Dünya genelinde yaşanan olaylar karşısında dimdik duran insan sayısı gün geçtikçe azalmaya başlandı. Herkes sanki ben mi dünyayı kurtaracağım düşüncesiyle başını kuma gömmeye devam ediyor.

Gerek psikolojik savaş, gerek ise biyolojik savaşlar karşısında sadece cesur insanlar iki kelam yapmaya çalışıyor.

Azınlığın yok sayıldığı bir dünyada en azında tarafını doğru bir şekilde belirlemek herkesin haddi değildir. Rüzgârın estiği yöne savrulmak korkak ve kalpakların işidir.

Hayatın her anında cesur ve özgüvenli insanlar daima bir adım önde olur. “İnsan görevini cesaret, cüret, bağlılık ve namuslu olarak yapınca, elinden geleni yapmış olur. Asıl önemli olan, başarı değil gayrettir. İnsanın elinde olan ve onu memnun eden, ancak gayrettir.” Demiş Mustafa Kemal Atatürk

Tarihin hangi safhasına bakarsak bakalım daima cesur insanların isimleri gözümüze çarpar. Yaptıkları, gayret ettikleri uğur uğruna cesur adımlar atan liderler daima halk gözünde daha fazla dikkat çekmiş hafızalarda yer edinmiştir.

Yaşadığımız bu zorlu günlerde nerede olursak olalım, hangi ülkede yaşarsak yaşayalım cesur insanlar önce dışlanır, daha o toplumun gözdesi haline gelir. Suskunluk sarmalına boyun eğmeyen daima cesur kararlar ile hayatını dizayn eden, farkını her ortamda fark ettiren insanlar isimlerini tarihin tozlu sayfalarına yazmayı başarmışlardır.

Bunlara örnek verecek olursak Almanya’da Reform Dönemi yaşanılan olaylar karşısında susmayan yılmayan Martin Luther kilisenin toplum üzerinde kurduğu baskıyı kırmak için başlattığı mücadele hala tarih kitaplarında yerini koruyor. 

Bu nedenledir ki, cesaret tarih boyunca filozoflar ve bilim insanları tarafından önemini hiç yitirmeyen bir kavram olarak araştırılmış ve bu araştırmalar günümüze kadar gelmiştir. Sadece felsefecilerin değil, sosyal bilimlerin hemen hemen her alanında cesarete değinen çalışmalara rastlamak mümkündür. Cesaret farklı disiplinlerde bir duygu, bir davranış, bir erdem, bir karakter özelliği, bir düşünme şekli olarak, farklı yaklaşımlarla ele alınmıştır. Her şeyden önce, cesaret bir erdemdir. Ancak, diğer erdemlerden farklı olarak, adeta diğer tüm erdemlerin koruyucusu, ön koşulu şeklindedir. Churchill’in şu sözleri bunu güzel ifade eder: “Cesaret saygı duyulması gereken ilk insan niteliğidir, çünkü diğer tüm nitelikleri cesaret garantiler.” Eğer bir kimsenin cesareti yok ise o kimsenin dürüst, güvenilir olması ve yalan söylememesi zordur. Korkunun doğuracağı ilk şey yalandır. Bu yönüyle cesaret, güçlü ve güvenilir bir karakterin de en önemli göstergesidir. Belki de bu nedenle, cesaret dünya edebiyatında en çok işlenen konu olmuştur.

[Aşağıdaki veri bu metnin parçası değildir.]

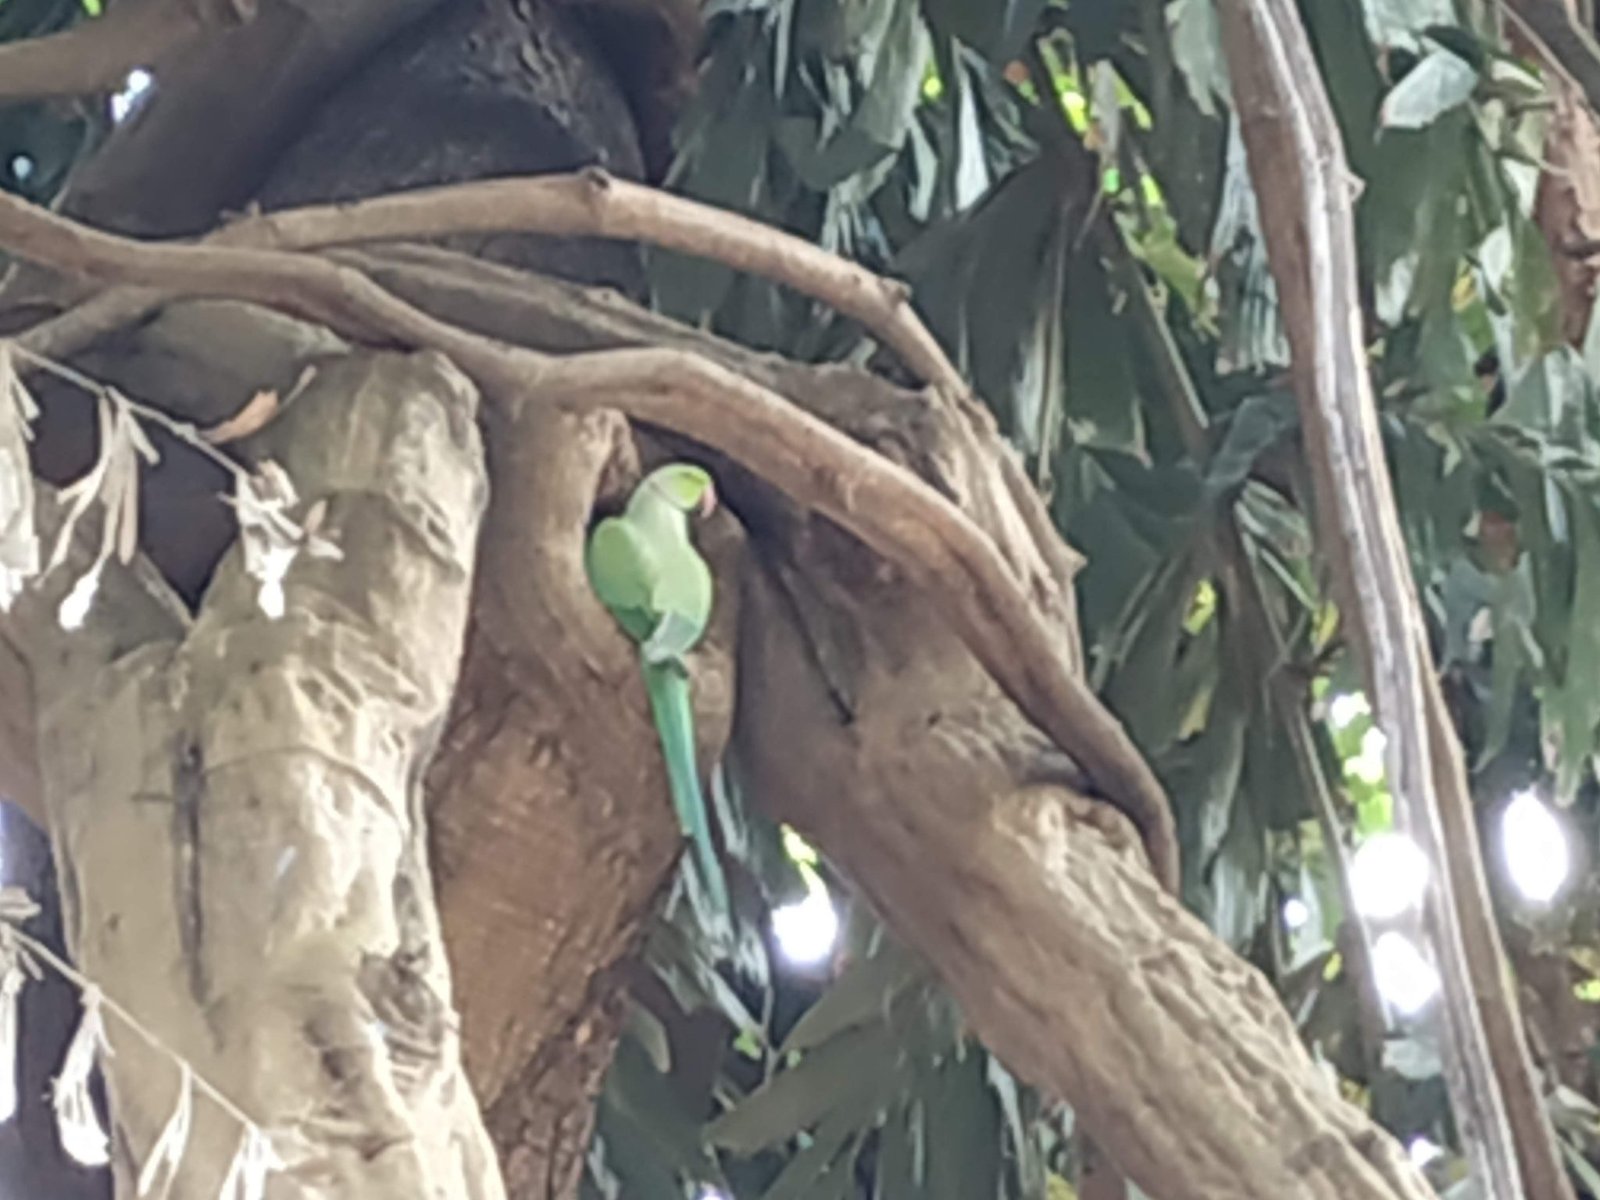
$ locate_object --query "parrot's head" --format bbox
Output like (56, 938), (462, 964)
(644, 462), (717, 518)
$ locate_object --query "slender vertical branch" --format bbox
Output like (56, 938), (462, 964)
(1216, 2), (1571, 1198)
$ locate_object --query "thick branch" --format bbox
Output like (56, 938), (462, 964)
(735, 541), (1435, 1200)
(0, 189), (1179, 889)
(0, 0), (207, 104)
(224, 170), (966, 394)
(1218, 2), (1570, 1198)
(14, 170), (965, 395)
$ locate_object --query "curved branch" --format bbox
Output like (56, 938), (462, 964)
(0, 0), (210, 104)
(0, 189), (1180, 890)
(23, 170), (965, 394)
(1218, 2), (1570, 1198)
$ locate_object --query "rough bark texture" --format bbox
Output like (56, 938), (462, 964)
(725, 380), (1436, 1200)
(248, 252), (1441, 1200)
(4, 5), (703, 1196)
(9, 347), (501, 1199)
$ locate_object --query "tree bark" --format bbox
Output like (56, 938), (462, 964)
(725, 372), (1436, 1200)
(6, 346), (503, 1199)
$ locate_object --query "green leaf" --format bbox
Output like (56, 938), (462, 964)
(1379, 48), (1477, 130)
(602, 1038), (724, 1190)
(986, 1057), (1044, 1197)
(1204, 758), (1268, 949)
(759, 1114), (864, 1200)
(708, 1022), (905, 1154)
(895, 155), (1074, 453)
(1550, 496), (1600, 798)
(919, 0), (1048, 63)
(1203, 393), (1300, 500)
(849, 0), (931, 156)
(1360, 0), (1458, 51)
(922, 1049), (1002, 1200)
(1163, 682), (1249, 881)
(779, 942), (925, 1055)
(874, 1105), (923, 1198)
(1105, 552), (1206, 753)
(1558, 1140), (1600, 1197)
(646, 920), (763, 1038)
(1480, 564), (1539, 767)
(587, 1109), (688, 1200)
(625, 1002), (674, 1074)
(1168, 0), (1230, 117)
(1064, 237), (1145, 454)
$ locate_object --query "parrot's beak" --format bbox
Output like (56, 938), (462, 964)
(699, 483), (718, 517)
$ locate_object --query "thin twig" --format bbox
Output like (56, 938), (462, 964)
(15, 288), (168, 363)
(0, 187), (1180, 890)
(212, 170), (967, 396)
(10, 343), (250, 483)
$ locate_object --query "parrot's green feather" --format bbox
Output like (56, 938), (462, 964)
(585, 518), (658, 642)
(584, 463), (727, 917)
(643, 662), (729, 914)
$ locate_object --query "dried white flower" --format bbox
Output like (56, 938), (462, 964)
(0, 930), (31, 1124)
(136, 1063), (193, 1198)
(58, 562), (104, 632)
(0, 343), (40, 612)
(252, 544), (296, 621)
(0, 887), (40, 924)
(217, 1124), (281, 1200)
(54, 986), (112, 1166)
(228, 462), (341, 620)
(44, 390), (159, 616)
(100, 399), (158, 568)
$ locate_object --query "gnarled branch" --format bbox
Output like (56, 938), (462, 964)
(17, 170), (965, 396)
(223, 170), (966, 395)
(0, 187), (1180, 889)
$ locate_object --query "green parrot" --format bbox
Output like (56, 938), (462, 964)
(585, 462), (729, 914)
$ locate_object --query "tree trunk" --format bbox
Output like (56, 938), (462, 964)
(11, 344), (504, 1200)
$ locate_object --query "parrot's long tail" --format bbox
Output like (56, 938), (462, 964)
(642, 662), (730, 915)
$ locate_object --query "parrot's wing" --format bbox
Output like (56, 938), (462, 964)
(646, 549), (713, 656)
(586, 517), (659, 641)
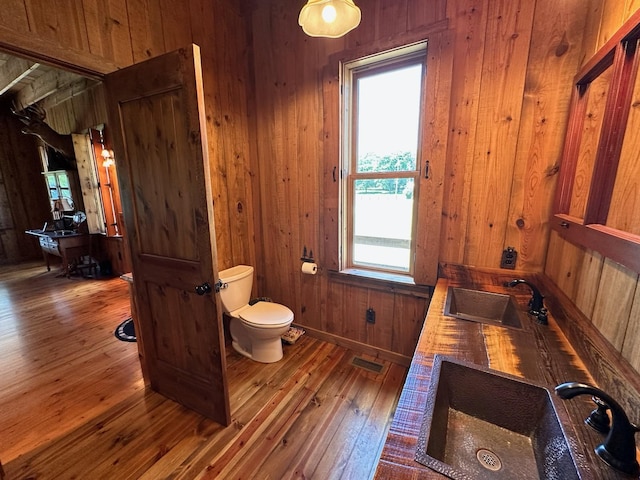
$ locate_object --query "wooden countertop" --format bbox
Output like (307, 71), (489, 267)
(374, 264), (638, 479)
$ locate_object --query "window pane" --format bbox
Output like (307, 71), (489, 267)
(57, 173), (70, 188)
(352, 179), (414, 272)
(356, 64), (422, 173)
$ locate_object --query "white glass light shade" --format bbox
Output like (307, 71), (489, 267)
(298, 0), (361, 38)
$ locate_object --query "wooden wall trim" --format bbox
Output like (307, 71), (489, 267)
(551, 214), (640, 274)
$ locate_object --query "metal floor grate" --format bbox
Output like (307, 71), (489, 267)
(351, 356), (385, 374)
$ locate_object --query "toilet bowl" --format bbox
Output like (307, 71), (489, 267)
(218, 265), (294, 363)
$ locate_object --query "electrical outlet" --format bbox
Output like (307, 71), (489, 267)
(500, 247), (517, 269)
(366, 308), (376, 324)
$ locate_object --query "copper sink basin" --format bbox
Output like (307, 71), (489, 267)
(415, 356), (581, 479)
(444, 287), (524, 329)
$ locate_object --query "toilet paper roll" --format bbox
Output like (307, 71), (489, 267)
(301, 262), (318, 275)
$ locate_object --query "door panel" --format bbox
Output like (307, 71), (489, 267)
(105, 45), (230, 425)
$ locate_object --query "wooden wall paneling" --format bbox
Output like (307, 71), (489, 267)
(439, 0), (488, 265)
(407, 0), (447, 31)
(344, 0), (375, 49)
(325, 281), (344, 336)
(212, 2), (256, 270)
(160, 0), (193, 53)
(391, 293), (428, 357)
(625, 1), (640, 20)
(364, 289), (395, 351)
(592, 257), (638, 349)
(189, 0), (256, 275)
(621, 280), (640, 371)
(574, 248), (604, 318)
(544, 230), (585, 300)
(606, 66), (640, 235)
(70, 94), (95, 134)
(81, 0), (134, 66)
(295, 32), (325, 326)
(553, 236), (585, 302)
(23, 1), (61, 44)
(0, 161), (16, 263)
(189, 0), (233, 273)
(377, 0), (410, 40)
(463, 0), (536, 268)
(0, 1), (30, 32)
(0, 112), (50, 263)
(414, 30), (453, 285)
(504, 0), (589, 271)
(127, 0), (166, 62)
(567, 65), (612, 219)
(579, 0), (605, 66)
(26, 1), (91, 53)
(598, 0), (628, 49)
(258, 4), (298, 309)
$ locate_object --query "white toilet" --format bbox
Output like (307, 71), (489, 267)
(218, 265), (294, 363)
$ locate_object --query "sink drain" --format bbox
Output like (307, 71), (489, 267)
(477, 448), (502, 471)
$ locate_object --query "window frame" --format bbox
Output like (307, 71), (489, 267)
(341, 47), (427, 276)
(322, 26), (451, 288)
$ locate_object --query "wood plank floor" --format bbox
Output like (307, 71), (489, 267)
(0, 262), (407, 479)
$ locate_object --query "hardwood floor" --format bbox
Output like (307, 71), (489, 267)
(0, 262), (407, 479)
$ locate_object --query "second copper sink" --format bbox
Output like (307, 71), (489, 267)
(444, 286), (525, 329)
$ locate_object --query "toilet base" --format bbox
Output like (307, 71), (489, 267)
(231, 337), (284, 363)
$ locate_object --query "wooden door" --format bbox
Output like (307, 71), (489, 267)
(104, 45), (230, 425)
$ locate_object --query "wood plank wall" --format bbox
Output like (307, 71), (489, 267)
(5, 0), (637, 363)
(0, 110), (50, 264)
(544, 0), (640, 376)
(0, 0), (257, 275)
(247, 0), (591, 358)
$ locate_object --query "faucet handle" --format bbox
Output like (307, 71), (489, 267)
(586, 396), (611, 434)
(535, 307), (548, 325)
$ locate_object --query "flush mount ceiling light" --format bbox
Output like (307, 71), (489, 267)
(298, 0), (361, 38)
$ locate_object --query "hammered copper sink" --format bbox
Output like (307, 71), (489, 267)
(443, 287), (525, 329)
(415, 356), (581, 479)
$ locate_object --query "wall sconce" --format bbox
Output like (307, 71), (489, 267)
(298, 0), (361, 38)
(101, 148), (115, 168)
(98, 129), (115, 168)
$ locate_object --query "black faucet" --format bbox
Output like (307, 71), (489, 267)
(504, 279), (547, 323)
(555, 382), (640, 475)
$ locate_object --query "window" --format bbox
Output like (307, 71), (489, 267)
(341, 44), (427, 276)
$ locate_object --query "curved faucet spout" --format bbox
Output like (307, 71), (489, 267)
(555, 382), (640, 475)
(504, 279), (545, 316)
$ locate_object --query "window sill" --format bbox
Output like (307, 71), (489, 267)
(329, 268), (433, 297)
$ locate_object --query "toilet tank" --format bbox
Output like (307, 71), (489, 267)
(218, 265), (254, 313)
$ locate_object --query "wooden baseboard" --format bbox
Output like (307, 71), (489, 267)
(296, 324), (412, 368)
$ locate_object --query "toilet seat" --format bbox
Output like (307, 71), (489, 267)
(238, 302), (293, 328)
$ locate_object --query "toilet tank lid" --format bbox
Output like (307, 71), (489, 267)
(219, 265), (253, 283)
(240, 302), (294, 326)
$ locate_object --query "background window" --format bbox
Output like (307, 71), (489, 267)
(342, 46), (426, 276)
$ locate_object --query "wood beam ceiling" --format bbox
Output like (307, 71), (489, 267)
(0, 52), (97, 109)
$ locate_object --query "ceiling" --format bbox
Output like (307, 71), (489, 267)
(0, 51), (97, 112)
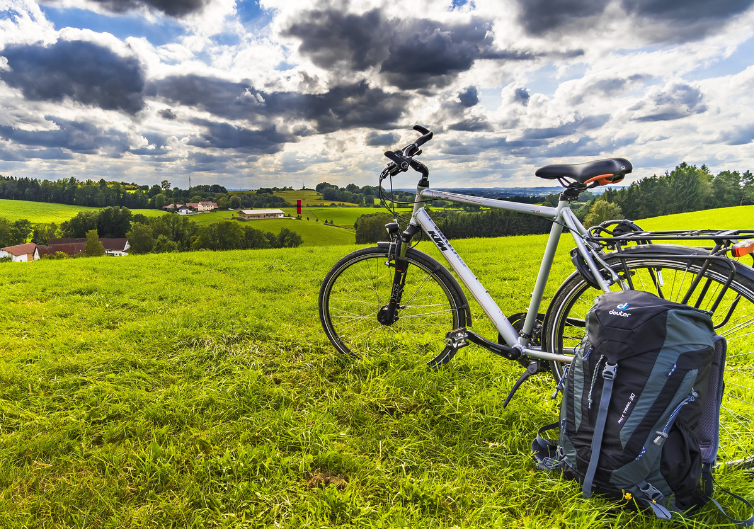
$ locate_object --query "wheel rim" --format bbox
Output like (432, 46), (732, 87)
(549, 257), (754, 467)
(323, 252), (461, 361)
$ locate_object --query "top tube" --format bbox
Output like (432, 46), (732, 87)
(419, 189), (560, 219)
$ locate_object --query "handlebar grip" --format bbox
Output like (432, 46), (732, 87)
(414, 131), (433, 148)
(384, 150), (409, 171)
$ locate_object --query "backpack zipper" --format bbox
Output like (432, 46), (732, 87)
(635, 389), (698, 459)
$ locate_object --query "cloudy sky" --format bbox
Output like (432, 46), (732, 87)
(1, 0), (754, 189)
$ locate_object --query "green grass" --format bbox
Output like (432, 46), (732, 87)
(0, 199), (165, 224)
(1, 228), (752, 527)
(274, 190), (358, 207)
(638, 205), (754, 230)
(281, 207), (413, 228)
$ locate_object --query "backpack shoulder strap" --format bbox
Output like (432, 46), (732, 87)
(532, 422), (562, 470)
(704, 472), (754, 528)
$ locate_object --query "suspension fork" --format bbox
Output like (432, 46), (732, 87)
(381, 224), (422, 324)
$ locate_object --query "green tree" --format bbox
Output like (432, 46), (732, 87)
(154, 193), (167, 210)
(355, 213), (394, 243)
(61, 211), (98, 237)
(32, 223), (58, 244)
(161, 180), (171, 191)
(584, 200), (624, 227)
(153, 234), (178, 253)
(97, 206), (132, 238)
(126, 223), (155, 254)
(230, 195), (242, 209)
(277, 228), (303, 248)
(84, 229), (105, 257)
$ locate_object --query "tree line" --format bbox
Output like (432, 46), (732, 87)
(0, 175), (291, 210)
(0, 206), (302, 256)
(355, 163), (754, 242)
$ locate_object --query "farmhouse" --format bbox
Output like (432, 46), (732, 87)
(0, 243), (37, 262)
(36, 243), (85, 259)
(239, 209), (285, 220)
(162, 204), (183, 211)
(186, 201), (217, 212)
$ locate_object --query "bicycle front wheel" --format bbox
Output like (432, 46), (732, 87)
(319, 246), (467, 365)
(545, 245), (754, 466)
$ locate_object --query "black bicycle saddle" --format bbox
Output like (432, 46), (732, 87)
(535, 158), (632, 184)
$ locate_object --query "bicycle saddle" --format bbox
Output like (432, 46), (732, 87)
(535, 158), (632, 185)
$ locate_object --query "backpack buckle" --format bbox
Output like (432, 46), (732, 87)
(602, 363), (618, 380)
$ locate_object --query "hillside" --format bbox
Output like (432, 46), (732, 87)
(1, 220), (752, 526)
(0, 199), (164, 224)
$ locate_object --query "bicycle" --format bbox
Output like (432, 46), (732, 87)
(318, 125), (754, 467)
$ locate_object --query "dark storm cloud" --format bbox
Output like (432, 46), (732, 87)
(514, 88), (530, 106)
(158, 108), (177, 120)
(620, 0), (754, 23)
(282, 8), (388, 71)
(150, 75), (409, 132)
(0, 118), (130, 155)
(184, 152), (236, 173)
(187, 120), (294, 155)
(631, 83), (706, 122)
(1, 40), (146, 115)
(44, 0), (211, 18)
(516, 0), (608, 36)
(365, 131), (399, 146)
(516, 0), (754, 40)
(458, 86), (479, 107)
(282, 10), (535, 90)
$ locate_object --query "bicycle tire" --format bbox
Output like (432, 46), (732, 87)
(319, 245), (468, 366)
(544, 244), (754, 466)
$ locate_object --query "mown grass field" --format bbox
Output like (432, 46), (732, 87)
(273, 190), (358, 207)
(0, 199), (164, 224)
(2, 205), (753, 527)
(638, 205), (754, 230)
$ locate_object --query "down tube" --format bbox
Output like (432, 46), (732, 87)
(413, 209), (521, 346)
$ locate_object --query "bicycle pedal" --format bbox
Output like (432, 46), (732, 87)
(445, 328), (469, 350)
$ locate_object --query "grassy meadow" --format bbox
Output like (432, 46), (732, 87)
(0, 199), (164, 224)
(2, 217), (754, 528)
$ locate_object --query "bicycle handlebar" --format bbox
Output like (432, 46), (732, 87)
(383, 125), (433, 179)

Bugün romanlara, gişe rekorları kıran filmlere baktığımızda, karakterlerde cesaretin ön plana çıkarıldığı hemen dikkat çeker. Bu bir tesadüf değildir. Cesaret; takdir edilen, beğenilen, hayranlık uyandıran bir özelliktir. Toplum tarafından cesaret gösterenlere karşı büyük bir imrenme, özenme söz konusudur. Cesaret, hemen hemen her ülkede ödüllendirilen ilk erdemdir. Bu kapsamda verilen cesaret madalyaları, alınabilecek en üstün ödüller arasındadır. Cesaret ödüllendirilir, çünkü cesaretin özünde bir adanma vardır. Daha önemli ve kutsal bir amaç uğruna, doğru olanı, gerekeni yapmak yolunda, özveri, fedakârlık gösterme söz konusudur. Cesaret tarih boyunca, düşünürler tarafından, sadece savaş alanlarında ve zor koşullarda ihtiyaç duyulan, gösterilen bir erdem olarak görülmemiştir. Cesaret günlük yaşamın her safhasında ihtiyaç duyulan bir erdem olarak ön plana çıkarılmıştır. Günlük yaşamımızda karşılaştığımız ahlaki durumlarda verdiğimiz karar ve gösterdiğimiz davranışlar, cesaretimizle şekillenen ahlaki olgunluk seviyemizin bir sonucudur.